Abstract
Graphics processing units (GPUs), tensor processing units (TPUs), and other types of application-specific integrated circuits (ASICs) deliver high performance computing by enabling a parallel processing power required to speed up both artificial intelligence (AI) training and inferencing workloads.
AI requires a lot of computational power, especially when it is learning and inferring. This continues to push the boundaries of power delivery networks to new levels never seen previously. These high density workloads have become more sophisticated with higher transient demands pushing every part of the power distribution network to perform at maximum capability. The stringent power requirements of AI accelerator cards are now impacting system performance.

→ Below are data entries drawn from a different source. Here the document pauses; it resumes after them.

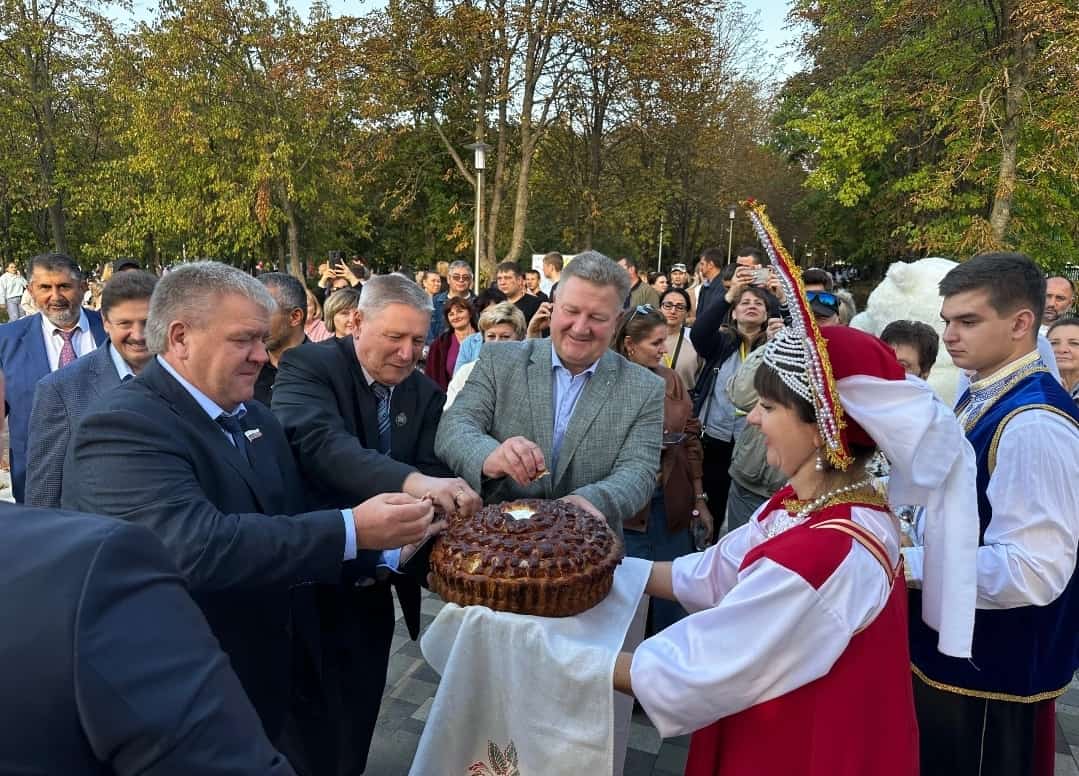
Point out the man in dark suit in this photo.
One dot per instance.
(185, 450)
(362, 421)
(63, 396)
(286, 327)
(32, 346)
(113, 667)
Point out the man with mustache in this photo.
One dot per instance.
(62, 397)
(183, 450)
(38, 344)
(362, 421)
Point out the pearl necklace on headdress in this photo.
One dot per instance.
(786, 520)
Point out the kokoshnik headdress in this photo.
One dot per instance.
(932, 463)
(798, 353)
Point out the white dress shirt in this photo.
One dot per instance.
(123, 368)
(83, 340)
(1028, 553)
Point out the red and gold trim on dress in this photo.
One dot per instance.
(830, 416)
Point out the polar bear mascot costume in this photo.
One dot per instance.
(909, 291)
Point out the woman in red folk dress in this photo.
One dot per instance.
(794, 658)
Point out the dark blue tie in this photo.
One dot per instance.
(235, 430)
(382, 393)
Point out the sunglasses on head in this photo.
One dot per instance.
(825, 298)
(642, 310)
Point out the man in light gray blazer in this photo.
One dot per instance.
(562, 418)
(62, 397)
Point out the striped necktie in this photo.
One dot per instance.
(382, 393)
(67, 352)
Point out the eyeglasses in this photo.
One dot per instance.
(641, 310)
(825, 298)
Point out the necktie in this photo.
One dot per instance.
(382, 393)
(67, 352)
(235, 430)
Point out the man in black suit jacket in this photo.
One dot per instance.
(183, 450)
(113, 667)
(327, 396)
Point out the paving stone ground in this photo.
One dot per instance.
(410, 692)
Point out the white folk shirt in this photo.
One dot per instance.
(757, 634)
(1028, 553)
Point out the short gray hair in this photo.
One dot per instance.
(504, 313)
(381, 291)
(287, 289)
(598, 269)
(190, 293)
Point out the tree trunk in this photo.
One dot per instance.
(521, 201)
(295, 266)
(502, 154)
(1023, 50)
(57, 225)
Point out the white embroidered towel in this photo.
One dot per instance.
(523, 695)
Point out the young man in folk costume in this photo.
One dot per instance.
(798, 620)
(995, 713)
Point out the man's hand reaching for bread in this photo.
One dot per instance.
(518, 459)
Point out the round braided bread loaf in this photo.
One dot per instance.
(533, 557)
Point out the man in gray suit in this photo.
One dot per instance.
(62, 397)
(568, 405)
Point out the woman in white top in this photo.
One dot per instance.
(681, 355)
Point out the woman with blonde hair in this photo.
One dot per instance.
(500, 323)
(340, 310)
(315, 328)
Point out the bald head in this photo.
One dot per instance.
(1060, 295)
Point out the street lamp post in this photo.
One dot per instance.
(731, 230)
(479, 149)
(659, 261)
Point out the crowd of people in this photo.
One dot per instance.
(221, 479)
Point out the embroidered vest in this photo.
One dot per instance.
(1024, 654)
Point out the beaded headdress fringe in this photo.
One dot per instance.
(800, 353)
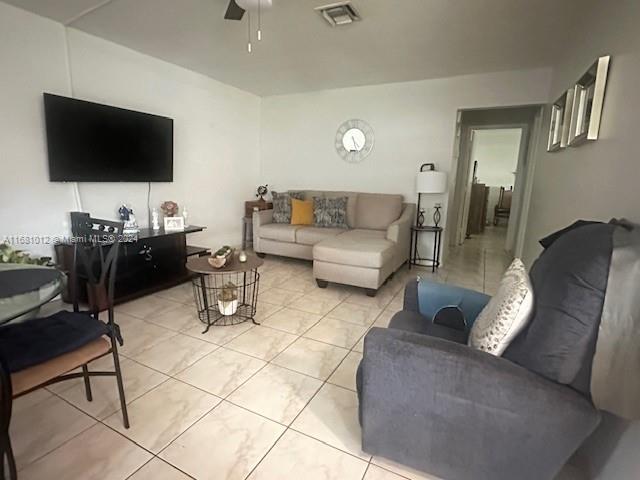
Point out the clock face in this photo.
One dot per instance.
(354, 140)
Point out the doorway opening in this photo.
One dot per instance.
(495, 152)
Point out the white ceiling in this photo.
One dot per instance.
(397, 40)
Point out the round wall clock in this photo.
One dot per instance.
(354, 140)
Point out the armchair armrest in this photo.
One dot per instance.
(457, 412)
(261, 217)
(433, 296)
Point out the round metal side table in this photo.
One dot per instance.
(227, 295)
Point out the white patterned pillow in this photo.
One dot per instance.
(506, 314)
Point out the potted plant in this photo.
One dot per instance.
(228, 299)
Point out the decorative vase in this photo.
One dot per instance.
(228, 308)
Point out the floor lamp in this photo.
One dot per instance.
(430, 181)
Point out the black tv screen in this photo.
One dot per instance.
(89, 142)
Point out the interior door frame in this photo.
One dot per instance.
(465, 168)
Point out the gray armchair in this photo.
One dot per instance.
(430, 402)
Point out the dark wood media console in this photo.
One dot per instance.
(155, 261)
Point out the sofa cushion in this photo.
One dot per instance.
(301, 212)
(377, 211)
(352, 201)
(355, 248)
(569, 284)
(330, 212)
(282, 232)
(313, 235)
(282, 205)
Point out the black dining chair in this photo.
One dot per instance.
(42, 351)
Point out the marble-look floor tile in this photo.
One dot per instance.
(175, 354)
(402, 470)
(162, 414)
(182, 293)
(354, 313)
(336, 332)
(317, 304)
(359, 346)
(225, 445)
(311, 357)
(265, 310)
(302, 285)
(332, 417)
(262, 342)
(137, 378)
(42, 424)
(220, 334)
(278, 296)
(345, 374)
(221, 372)
(177, 319)
(157, 469)
(376, 473)
(292, 321)
(298, 456)
(276, 393)
(146, 306)
(384, 318)
(139, 335)
(381, 300)
(96, 454)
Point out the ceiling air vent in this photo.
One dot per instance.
(337, 14)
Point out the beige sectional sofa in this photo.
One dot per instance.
(375, 244)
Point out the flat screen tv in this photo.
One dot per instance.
(90, 142)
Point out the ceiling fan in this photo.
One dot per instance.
(236, 8)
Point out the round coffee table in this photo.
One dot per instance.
(227, 295)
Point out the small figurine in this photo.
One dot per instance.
(155, 219)
(127, 216)
(185, 215)
(169, 208)
(262, 192)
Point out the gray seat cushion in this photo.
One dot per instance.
(569, 283)
(357, 248)
(282, 232)
(414, 322)
(376, 211)
(313, 235)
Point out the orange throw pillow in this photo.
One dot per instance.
(301, 212)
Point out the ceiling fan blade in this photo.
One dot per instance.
(234, 11)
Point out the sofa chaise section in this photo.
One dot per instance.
(372, 247)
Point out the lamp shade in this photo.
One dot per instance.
(431, 182)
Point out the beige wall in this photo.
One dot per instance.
(597, 181)
(216, 131)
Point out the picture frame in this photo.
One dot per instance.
(588, 100)
(560, 122)
(173, 224)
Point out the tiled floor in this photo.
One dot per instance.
(275, 401)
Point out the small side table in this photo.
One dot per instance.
(227, 295)
(414, 255)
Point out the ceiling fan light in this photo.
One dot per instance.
(253, 4)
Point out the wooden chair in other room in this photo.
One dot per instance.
(503, 207)
(42, 351)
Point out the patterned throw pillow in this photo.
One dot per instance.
(330, 212)
(506, 314)
(282, 205)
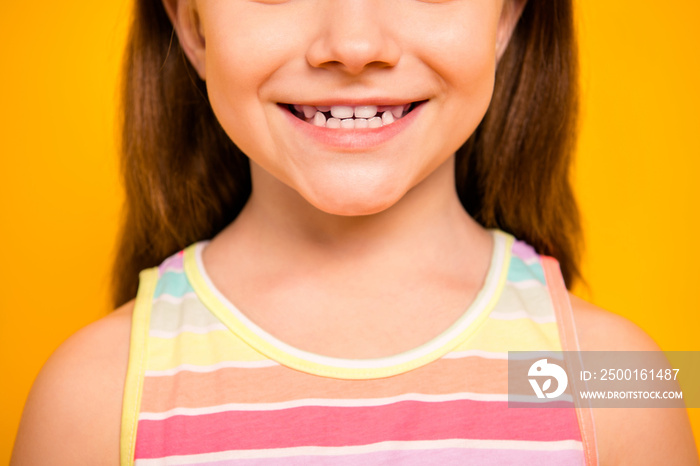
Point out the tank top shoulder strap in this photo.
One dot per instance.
(148, 280)
(569, 342)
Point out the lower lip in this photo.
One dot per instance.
(353, 140)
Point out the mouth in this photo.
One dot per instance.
(351, 117)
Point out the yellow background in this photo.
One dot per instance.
(636, 173)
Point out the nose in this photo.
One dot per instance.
(354, 35)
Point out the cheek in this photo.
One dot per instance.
(240, 57)
(463, 54)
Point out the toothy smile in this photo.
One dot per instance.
(349, 117)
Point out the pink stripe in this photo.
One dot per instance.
(523, 250)
(423, 457)
(340, 426)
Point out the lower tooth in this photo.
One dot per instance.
(387, 118)
(319, 119)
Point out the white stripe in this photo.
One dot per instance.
(532, 260)
(524, 284)
(476, 353)
(212, 367)
(475, 310)
(187, 329)
(534, 399)
(326, 402)
(526, 445)
(522, 314)
(175, 299)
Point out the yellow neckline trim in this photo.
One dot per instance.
(133, 386)
(341, 368)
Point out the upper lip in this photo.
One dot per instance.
(354, 102)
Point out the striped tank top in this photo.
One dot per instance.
(207, 386)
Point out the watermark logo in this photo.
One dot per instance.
(542, 368)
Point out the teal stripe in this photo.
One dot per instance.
(173, 283)
(519, 271)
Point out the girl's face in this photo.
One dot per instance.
(351, 103)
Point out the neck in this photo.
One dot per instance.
(429, 215)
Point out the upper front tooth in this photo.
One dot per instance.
(365, 111)
(397, 111)
(341, 111)
(309, 111)
(387, 118)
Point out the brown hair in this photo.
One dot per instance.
(185, 180)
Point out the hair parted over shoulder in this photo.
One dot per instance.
(185, 180)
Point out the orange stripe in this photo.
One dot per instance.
(262, 385)
(567, 331)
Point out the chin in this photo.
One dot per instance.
(354, 202)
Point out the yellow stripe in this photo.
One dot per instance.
(137, 360)
(277, 354)
(500, 336)
(199, 350)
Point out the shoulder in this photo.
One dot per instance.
(631, 435)
(73, 411)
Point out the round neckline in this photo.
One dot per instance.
(344, 368)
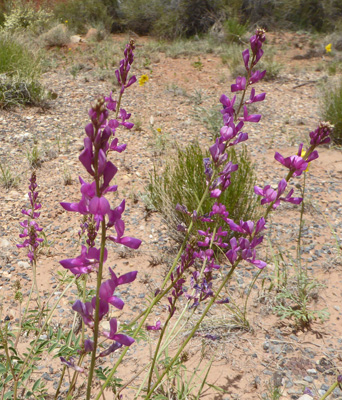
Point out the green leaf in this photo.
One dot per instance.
(3, 369)
(36, 385)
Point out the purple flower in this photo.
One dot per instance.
(296, 164)
(108, 287)
(118, 337)
(115, 147)
(230, 130)
(217, 152)
(245, 56)
(228, 106)
(111, 104)
(254, 99)
(113, 347)
(127, 241)
(322, 134)
(156, 327)
(250, 118)
(31, 227)
(256, 76)
(308, 391)
(85, 262)
(271, 195)
(239, 85)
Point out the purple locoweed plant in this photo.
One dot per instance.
(99, 220)
(218, 174)
(31, 230)
(196, 274)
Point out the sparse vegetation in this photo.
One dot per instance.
(19, 73)
(183, 180)
(332, 109)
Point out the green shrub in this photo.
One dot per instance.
(19, 74)
(83, 14)
(57, 36)
(234, 30)
(332, 110)
(183, 182)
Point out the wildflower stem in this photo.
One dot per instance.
(159, 343)
(34, 266)
(97, 308)
(60, 382)
(33, 346)
(193, 331)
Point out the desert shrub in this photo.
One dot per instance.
(272, 67)
(83, 14)
(234, 30)
(24, 15)
(140, 15)
(57, 36)
(332, 109)
(19, 73)
(183, 182)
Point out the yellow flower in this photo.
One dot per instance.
(302, 155)
(143, 79)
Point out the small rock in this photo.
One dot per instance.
(4, 243)
(23, 264)
(75, 39)
(47, 377)
(91, 34)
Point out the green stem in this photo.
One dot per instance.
(158, 346)
(74, 379)
(97, 309)
(34, 265)
(301, 224)
(28, 357)
(248, 294)
(8, 358)
(60, 383)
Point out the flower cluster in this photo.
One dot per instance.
(106, 295)
(31, 227)
(97, 212)
(230, 133)
(296, 165)
(218, 172)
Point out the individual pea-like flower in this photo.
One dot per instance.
(322, 134)
(156, 327)
(239, 85)
(254, 98)
(274, 196)
(86, 262)
(251, 117)
(71, 364)
(143, 79)
(296, 164)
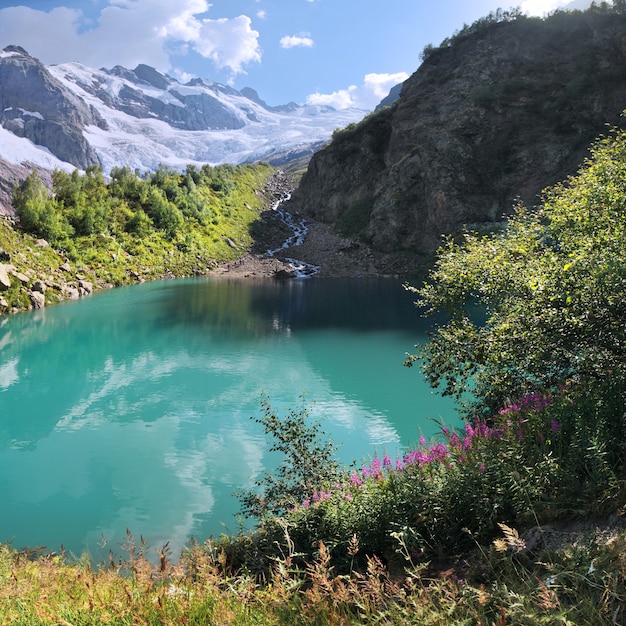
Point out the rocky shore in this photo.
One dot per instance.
(334, 255)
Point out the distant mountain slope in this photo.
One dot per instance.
(141, 118)
(499, 111)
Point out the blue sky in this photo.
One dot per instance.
(337, 52)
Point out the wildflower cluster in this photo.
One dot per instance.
(458, 448)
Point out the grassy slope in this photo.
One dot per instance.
(111, 260)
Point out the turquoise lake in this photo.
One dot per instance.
(131, 408)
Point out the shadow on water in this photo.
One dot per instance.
(132, 408)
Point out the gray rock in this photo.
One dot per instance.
(5, 281)
(39, 286)
(485, 120)
(70, 292)
(40, 108)
(21, 277)
(85, 287)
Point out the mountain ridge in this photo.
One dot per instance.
(498, 112)
(142, 118)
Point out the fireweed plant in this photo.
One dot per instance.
(535, 461)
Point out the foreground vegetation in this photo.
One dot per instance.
(514, 518)
(129, 228)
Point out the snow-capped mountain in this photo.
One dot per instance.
(72, 116)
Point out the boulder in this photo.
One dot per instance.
(85, 287)
(39, 286)
(5, 281)
(71, 293)
(21, 277)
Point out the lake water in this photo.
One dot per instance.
(131, 408)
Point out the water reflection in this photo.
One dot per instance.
(132, 408)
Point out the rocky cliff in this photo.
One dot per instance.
(499, 111)
(141, 118)
(27, 90)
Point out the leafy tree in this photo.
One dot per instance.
(540, 304)
(307, 462)
(38, 212)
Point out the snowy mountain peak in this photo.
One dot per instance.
(142, 118)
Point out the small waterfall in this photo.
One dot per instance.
(299, 229)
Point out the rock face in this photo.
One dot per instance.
(38, 107)
(505, 108)
(76, 116)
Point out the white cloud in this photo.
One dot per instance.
(128, 32)
(296, 41)
(374, 88)
(541, 7)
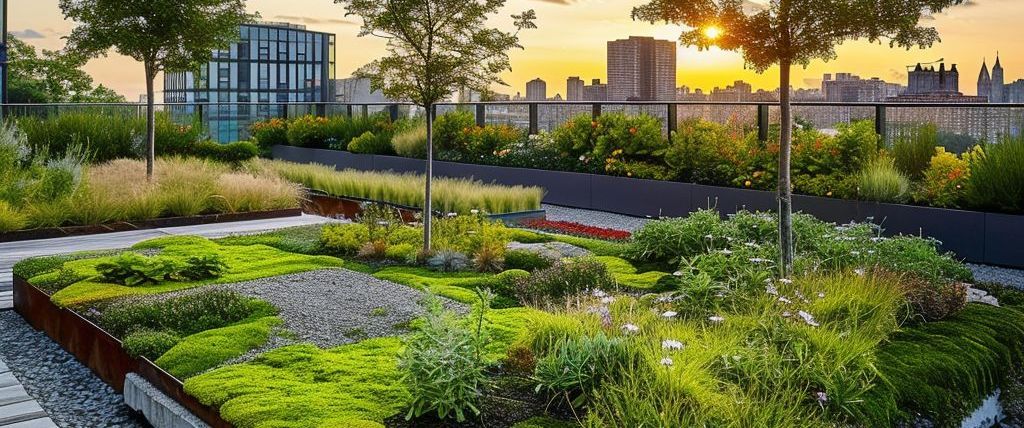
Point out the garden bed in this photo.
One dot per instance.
(975, 237)
(102, 353)
(51, 232)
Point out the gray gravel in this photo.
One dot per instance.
(595, 218)
(1003, 275)
(333, 307)
(67, 390)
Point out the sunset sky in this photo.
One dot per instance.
(570, 41)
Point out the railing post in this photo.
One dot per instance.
(673, 122)
(393, 111)
(763, 124)
(880, 124)
(535, 126)
(481, 116)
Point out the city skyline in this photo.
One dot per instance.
(565, 23)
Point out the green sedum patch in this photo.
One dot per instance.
(205, 350)
(305, 386)
(244, 263)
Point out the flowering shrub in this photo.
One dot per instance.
(578, 229)
(944, 182)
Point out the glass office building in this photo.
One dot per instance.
(270, 66)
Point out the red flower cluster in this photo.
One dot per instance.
(578, 229)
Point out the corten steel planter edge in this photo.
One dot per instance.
(100, 351)
(51, 232)
(974, 236)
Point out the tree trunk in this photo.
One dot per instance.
(151, 123)
(427, 202)
(784, 183)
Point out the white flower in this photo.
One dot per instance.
(809, 318)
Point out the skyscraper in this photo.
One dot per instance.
(573, 89)
(998, 90)
(641, 69)
(270, 63)
(596, 91)
(537, 90)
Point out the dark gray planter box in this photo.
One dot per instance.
(975, 237)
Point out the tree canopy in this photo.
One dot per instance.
(435, 47)
(52, 76)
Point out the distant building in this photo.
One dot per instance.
(270, 65)
(846, 87)
(641, 69)
(537, 90)
(596, 91)
(355, 90)
(991, 87)
(573, 89)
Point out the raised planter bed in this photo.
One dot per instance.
(99, 351)
(975, 237)
(50, 232)
(351, 208)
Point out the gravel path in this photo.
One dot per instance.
(595, 218)
(333, 307)
(71, 393)
(1003, 275)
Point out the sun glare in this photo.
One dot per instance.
(713, 32)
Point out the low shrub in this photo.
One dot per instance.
(882, 181)
(443, 364)
(268, 133)
(913, 150)
(369, 143)
(134, 269)
(997, 177)
(526, 260)
(411, 142)
(148, 344)
(564, 277)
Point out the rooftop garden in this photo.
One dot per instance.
(922, 166)
(684, 323)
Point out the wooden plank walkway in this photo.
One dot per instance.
(11, 253)
(17, 409)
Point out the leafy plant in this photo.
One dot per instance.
(997, 177)
(205, 266)
(882, 181)
(443, 364)
(133, 269)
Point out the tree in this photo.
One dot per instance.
(787, 33)
(55, 76)
(435, 47)
(164, 35)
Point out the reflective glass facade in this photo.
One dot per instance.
(270, 65)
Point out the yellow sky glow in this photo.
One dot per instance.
(570, 41)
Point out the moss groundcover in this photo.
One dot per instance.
(685, 325)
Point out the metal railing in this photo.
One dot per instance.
(964, 123)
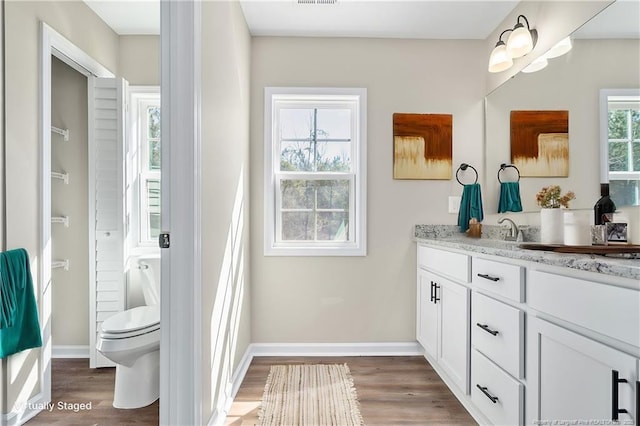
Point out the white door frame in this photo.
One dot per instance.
(52, 43)
(180, 341)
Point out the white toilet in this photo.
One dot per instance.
(131, 339)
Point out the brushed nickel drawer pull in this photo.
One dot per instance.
(489, 277)
(484, 390)
(486, 328)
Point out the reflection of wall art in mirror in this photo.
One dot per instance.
(422, 146)
(540, 143)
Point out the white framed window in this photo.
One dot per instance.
(315, 171)
(623, 146)
(144, 161)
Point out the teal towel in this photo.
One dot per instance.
(509, 197)
(470, 206)
(19, 326)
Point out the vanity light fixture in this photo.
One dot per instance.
(536, 65)
(562, 47)
(500, 59)
(521, 40)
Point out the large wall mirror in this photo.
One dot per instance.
(605, 55)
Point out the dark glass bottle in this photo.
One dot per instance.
(604, 206)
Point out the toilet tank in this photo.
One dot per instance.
(144, 281)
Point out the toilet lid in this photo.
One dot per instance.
(134, 319)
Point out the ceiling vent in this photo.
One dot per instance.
(317, 1)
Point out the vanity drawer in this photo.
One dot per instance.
(447, 263)
(501, 398)
(498, 332)
(499, 278)
(606, 309)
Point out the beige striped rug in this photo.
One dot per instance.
(310, 395)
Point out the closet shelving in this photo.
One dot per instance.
(63, 176)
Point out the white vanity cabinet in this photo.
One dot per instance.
(575, 368)
(443, 311)
(497, 340)
(573, 377)
(520, 341)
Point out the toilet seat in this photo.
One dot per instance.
(131, 323)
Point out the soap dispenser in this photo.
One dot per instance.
(604, 208)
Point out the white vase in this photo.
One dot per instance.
(551, 226)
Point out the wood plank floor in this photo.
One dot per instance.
(73, 382)
(391, 390)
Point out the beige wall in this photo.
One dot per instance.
(139, 62)
(77, 22)
(224, 198)
(70, 297)
(372, 298)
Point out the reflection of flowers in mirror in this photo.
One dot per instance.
(550, 197)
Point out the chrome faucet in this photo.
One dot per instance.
(515, 233)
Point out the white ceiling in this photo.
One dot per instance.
(129, 16)
(442, 19)
(474, 19)
(392, 19)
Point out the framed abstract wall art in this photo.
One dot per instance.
(540, 143)
(422, 146)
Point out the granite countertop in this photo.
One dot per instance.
(491, 243)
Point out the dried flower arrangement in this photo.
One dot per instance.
(549, 197)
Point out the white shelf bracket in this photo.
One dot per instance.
(63, 132)
(62, 176)
(61, 219)
(64, 264)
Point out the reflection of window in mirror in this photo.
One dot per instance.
(620, 111)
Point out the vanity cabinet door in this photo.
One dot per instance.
(573, 378)
(453, 352)
(427, 318)
(443, 324)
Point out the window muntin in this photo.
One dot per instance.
(315, 179)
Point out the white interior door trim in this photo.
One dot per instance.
(180, 340)
(52, 43)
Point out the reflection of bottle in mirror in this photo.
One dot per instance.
(604, 208)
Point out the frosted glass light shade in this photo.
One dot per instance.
(562, 47)
(520, 42)
(536, 65)
(499, 59)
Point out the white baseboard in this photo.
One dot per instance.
(336, 349)
(308, 349)
(70, 351)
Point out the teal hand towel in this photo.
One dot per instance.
(19, 326)
(470, 206)
(509, 197)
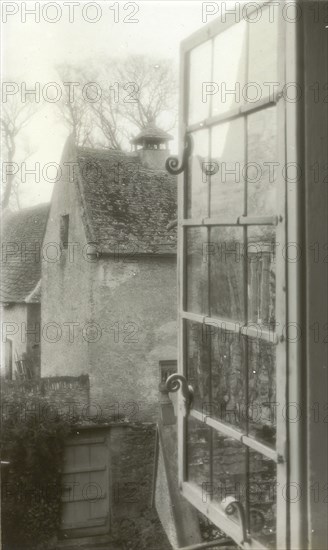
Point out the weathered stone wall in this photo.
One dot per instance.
(66, 395)
(113, 318)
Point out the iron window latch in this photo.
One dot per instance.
(172, 163)
(178, 381)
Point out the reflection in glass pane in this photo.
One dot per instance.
(197, 270)
(197, 195)
(198, 364)
(262, 155)
(262, 498)
(228, 156)
(225, 256)
(200, 73)
(261, 276)
(229, 68)
(228, 401)
(198, 453)
(229, 469)
(263, 59)
(262, 391)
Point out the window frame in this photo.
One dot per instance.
(288, 277)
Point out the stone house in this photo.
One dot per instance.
(21, 258)
(109, 274)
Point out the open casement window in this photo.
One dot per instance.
(233, 223)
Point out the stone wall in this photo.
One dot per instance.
(20, 323)
(113, 318)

In this article, we will review the power distribution network requirements of the AI accelerator card, dissect the impact of the transients, and present a multiphase power delivery solution from Analog Devices that addresses these requirements.
Introduction
AI is revolutionizing computing architectures to replicate neural networks that emulate the human brain. It seems that AI is already everywhere, but in reality, the technology that drives it is still developing. The processor accelerator ICs specialized for AI calculations include GPUs, field-programmable gate arrays (FPGAs), TPUs, and other types of ASICs. This article will collectively refer to all of them as xPUs.
Data centers will continue to buy AI accelerator cards in bulk as deployment of the technology is on a rise. According to Gartner, AI chip revenue totaled more than $34 billion in 2021 and is expected to grow to $86 billion by 2026.1 xPUs offer a massive leap in AI performance compared to an ordinary CPU by using massively parallel computing implementations. Because of the high number of its small cores, xPUs are well suited for AI workloads, facilitating both neural network training and AI inferencing. However, they typically require relatively large power consumption for the AI computations and data movements. Simply put, xPUs are power hungry ICs. Their stringent power requirements are placing new demands on AI accelerator cards that now affect system performance. In this article, we will review the power delivery network requirements of the AI accelerator card and present a multiphase power delivery solution from ADI that addresses these stringent requirements.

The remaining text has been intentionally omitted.